Tuesday, January 20

Why January 20th is Inauguration Day

On January 20, 1937, President Franklin D. Roosevelt was inaugurated for his second term, becoming the first president to be inaugurated on January 20. Every president before him had been inaugurated on March 4th (save for the handful who were sworn in on March 5th because the 4th had fallen on a Sunday and those who received no inaugural because they were sworn in following the death of their predecessor), but Roosevelt’s second inaugural was bumped up because of the new Twentieth Amendment, which ended a century and a half of political tradition that had become largely meaningless and impractical. 

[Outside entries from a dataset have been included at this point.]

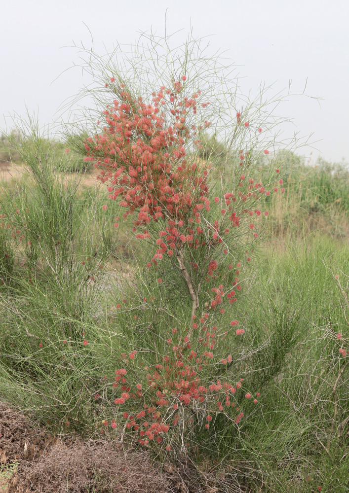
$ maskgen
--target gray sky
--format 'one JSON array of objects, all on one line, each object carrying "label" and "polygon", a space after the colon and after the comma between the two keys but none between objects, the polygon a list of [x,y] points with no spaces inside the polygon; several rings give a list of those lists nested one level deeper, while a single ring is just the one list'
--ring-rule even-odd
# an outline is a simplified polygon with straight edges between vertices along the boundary
[{"label": "gray sky", "polygon": [[78,50],[64,47],[91,47],[86,26],[102,54],[151,28],[162,35],[167,7],[167,32],[183,29],[177,39],[184,41],[191,25],[195,37],[212,35],[212,48],[227,50],[239,66],[246,93],[257,93],[264,81],[275,83],[276,92],[291,80],[291,92],[300,93],[308,78],[306,93],[323,98],[320,104],[299,96],[278,112],[294,119],[300,135],[314,133],[314,159],[349,161],[348,0],[2,0],[0,129],[13,126],[9,115],[25,118],[26,106],[41,125],[49,124],[62,102],[78,92],[85,82],[81,70],[57,77],[78,63]]}]

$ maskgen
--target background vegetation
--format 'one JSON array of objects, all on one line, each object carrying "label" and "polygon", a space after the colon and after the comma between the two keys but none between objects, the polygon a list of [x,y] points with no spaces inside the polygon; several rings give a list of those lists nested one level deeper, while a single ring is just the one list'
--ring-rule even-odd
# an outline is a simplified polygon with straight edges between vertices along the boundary
[{"label": "background vegetation", "polygon": [[[0,395],[53,433],[112,439],[104,420],[121,348],[142,351],[116,300],[145,251],[127,221],[114,228],[104,189],[72,174],[82,167],[66,143],[17,138],[8,151],[1,140],[2,160],[26,174],[0,194]],[[349,491],[349,171],[272,159],[286,192],[268,204],[268,241],[239,301],[250,333],[239,369],[258,412],[246,404],[238,427],[217,418],[209,439],[197,430],[191,460],[219,491]]]}]

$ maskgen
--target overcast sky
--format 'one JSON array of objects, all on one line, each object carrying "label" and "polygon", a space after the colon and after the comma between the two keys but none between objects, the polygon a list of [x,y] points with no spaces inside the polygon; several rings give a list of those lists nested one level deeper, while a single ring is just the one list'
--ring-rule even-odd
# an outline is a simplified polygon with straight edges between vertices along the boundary
[{"label": "overcast sky", "polygon": [[349,161],[348,0],[3,0],[0,129],[13,126],[9,115],[25,117],[26,106],[42,125],[57,118],[86,81],[81,70],[64,71],[78,63],[78,50],[67,47],[91,47],[89,30],[103,53],[140,31],[162,35],[166,8],[167,32],[183,29],[183,42],[191,26],[195,37],[212,35],[212,49],[239,66],[246,92],[264,81],[287,90],[292,80],[291,92],[302,93],[308,79],[306,94],[322,100],[299,96],[282,106],[296,131],[318,141],[298,153]]}]

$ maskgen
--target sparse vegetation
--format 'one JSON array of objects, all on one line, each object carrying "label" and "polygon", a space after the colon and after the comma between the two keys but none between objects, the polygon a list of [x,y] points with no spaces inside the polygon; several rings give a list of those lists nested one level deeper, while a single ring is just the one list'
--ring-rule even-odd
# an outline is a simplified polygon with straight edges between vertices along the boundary
[{"label": "sparse vegetation", "polygon": [[[266,152],[254,136],[247,146],[262,128],[252,105],[226,141],[192,145],[194,123],[172,134],[155,110],[168,98],[175,118],[189,75],[156,78],[147,106],[145,82],[140,102],[129,71],[102,67],[107,123],[55,147],[32,121],[2,140],[27,174],[0,194],[0,396],[60,438],[26,487],[43,488],[42,474],[47,492],[57,478],[62,492],[349,491],[345,164]],[[99,167],[99,181],[83,186],[76,160]],[[5,451],[8,433],[0,422]],[[68,456],[86,470],[70,475]],[[132,490],[121,456],[135,475],[153,460],[153,477]]]}]

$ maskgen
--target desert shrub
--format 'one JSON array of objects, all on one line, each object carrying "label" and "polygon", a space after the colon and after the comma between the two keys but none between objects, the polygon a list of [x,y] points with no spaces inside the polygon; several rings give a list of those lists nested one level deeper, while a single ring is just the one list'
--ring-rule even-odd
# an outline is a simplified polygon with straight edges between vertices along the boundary
[{"label": "desert shrub", "polygon": [[[268,143],[276,145],[267,104],[249,101],[232,121],[239,102],[219,89],[219,59],[196,58],[194,42],[184,54],[161,52],[160,44],[147,52],[149,67],[135,54],[127,70],[111,56],[106,63],[89,55],[84,68],[97,81],[100,109],[95,119],[86,113],[89,133],[78,129],[71,147],[104,169],[100,179],[120,211],[115,227],[132,219],[144,246],[133,282],[116,293],[123,343],[103,424],[180,455],[199,444],[213,450],[219,437],[228,439],[228,423],[238,432],[244,413],[258,409],[258,387],[243,376],[255,336],[237,302],[248,296],[243,279],[267,220],[266,199],[284,189],[273,167],[263,182],[254,176]],[[223,139],[220,150],[204,133],[211,128]]]}]

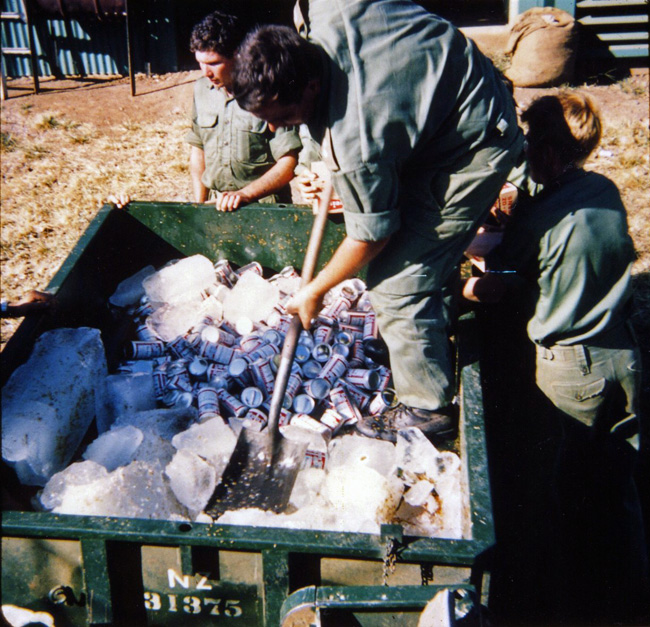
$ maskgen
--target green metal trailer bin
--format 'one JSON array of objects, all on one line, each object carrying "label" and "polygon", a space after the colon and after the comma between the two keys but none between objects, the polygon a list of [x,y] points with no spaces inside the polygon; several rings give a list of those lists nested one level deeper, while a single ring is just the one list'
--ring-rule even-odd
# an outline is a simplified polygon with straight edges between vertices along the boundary
[{"label": "green metal trailer bin", "polygon": [[[48,286],[57,307],[26,318],[7,343],[2,384],[37,337],[57,327],[100,329],[111,371],[128,334],[107,305],[122,280],[193,254],[299,268],[312,221],[310,209],[293,205],[234,213],[104,206]],[[321,259],[343,232],[330,217]],[[478,607],[488,593],[494,526],[474,322],[461,318],[457,332],[465,538],[409,537],[398,525],[371,535],[56,515],[33,511],[34,489],[3,467],[2,603],[48,612],[57,627],[407,626],[444,587],[458,607]]]}]

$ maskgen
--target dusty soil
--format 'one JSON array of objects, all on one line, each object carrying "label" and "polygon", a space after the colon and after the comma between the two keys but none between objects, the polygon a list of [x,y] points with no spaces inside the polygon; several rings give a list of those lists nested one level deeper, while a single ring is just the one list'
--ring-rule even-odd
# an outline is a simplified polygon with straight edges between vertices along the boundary
[{"label": "dusty soil", "polygon": [[[2,297],[43,289],[111,195],[191,201],[189,127],[199,71],[128,78],[8,81],[2,103]],[[602,110],[605,136],[588,167],[622,191],[639,251],[636,273],[650,283],[648,75],[583,85]],[[515,90],[520,107],[548,89]],[[650,311],[650,289],[644,311]],[[645,314],[644,314],[645,317]],[[1,344],[18,320],[2,321]],[[649,337],[650,340],[650,337]]]}]

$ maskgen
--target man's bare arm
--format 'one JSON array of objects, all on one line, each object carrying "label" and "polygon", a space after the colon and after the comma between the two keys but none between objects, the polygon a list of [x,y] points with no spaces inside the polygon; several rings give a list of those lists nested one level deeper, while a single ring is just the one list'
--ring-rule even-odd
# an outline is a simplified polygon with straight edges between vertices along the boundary
[{"label": "man's bare arm", "polygon": [[282,189],[291,179],[298,163],[298,152],[288,152],[280,157],[273,167],[260,178],[250,182],[236,192],[223,192],[217,199],[218,211],[235,211],[241,205],[270,196]]}]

Why was the original inauguration date set as March 4th? The constitution lays out no specific dates of the beginnings or endings of the president’s term, and the only date it mentions says that Congress must convene on the first Monday in December. March 4th as a special date goes back to the very beginnings of our constitutional government when, after the requisite nine states had ratified the new document, this date was decreed as the transition from the Articles of Confederation to the new system. When it came time to select a day for the transition of the President and Vice President, it only made sense to have it happen on the same day the government had commenced. George Washington, due to the irregularities of the first election, wasn’t sworn in until April 30th, but beginning with his second inaugural in 1793, all presidents would be sworn in on the 4th of March. 

In the early days of the republic, when news traveled more slowly and government worked at a glacial pace compared with today, having a four-month lame duck period was not such a bad thing. It gave time for the president-elect to make the sometimes long journey to Washington, and to assemble his government and call for cabinet members and staffers. As our world shrank with the introduction of faster communication and transportation, this lame duck period felt like it was getting longer and longer. It got to the point where this this long gap in governments, where the current president was no longer empowered as the executive by a vote of the people but was still technically in charge, began to impede the progress of the nation. 


Responding to this growing need, Congress drafted an amendment to the constitution that would alter the election calendar for both the president and Congress. Congress, who had earlier only been constitutionally mandated to meet once in December, would now move their new session (featuring new members) to the January following the election, eliminating a lengthy lame duck session. For the president, the inaugural was moved up from March 4th to January 20th (or 21st if the 20th should fall on a Sunday.) The amendment was ratified by all 48 states and went into effect in April of 1933, meaning the first presidential inauguration on January 20 would follow the 1936 election, one ultimately won by Franklin D. Roosevelt.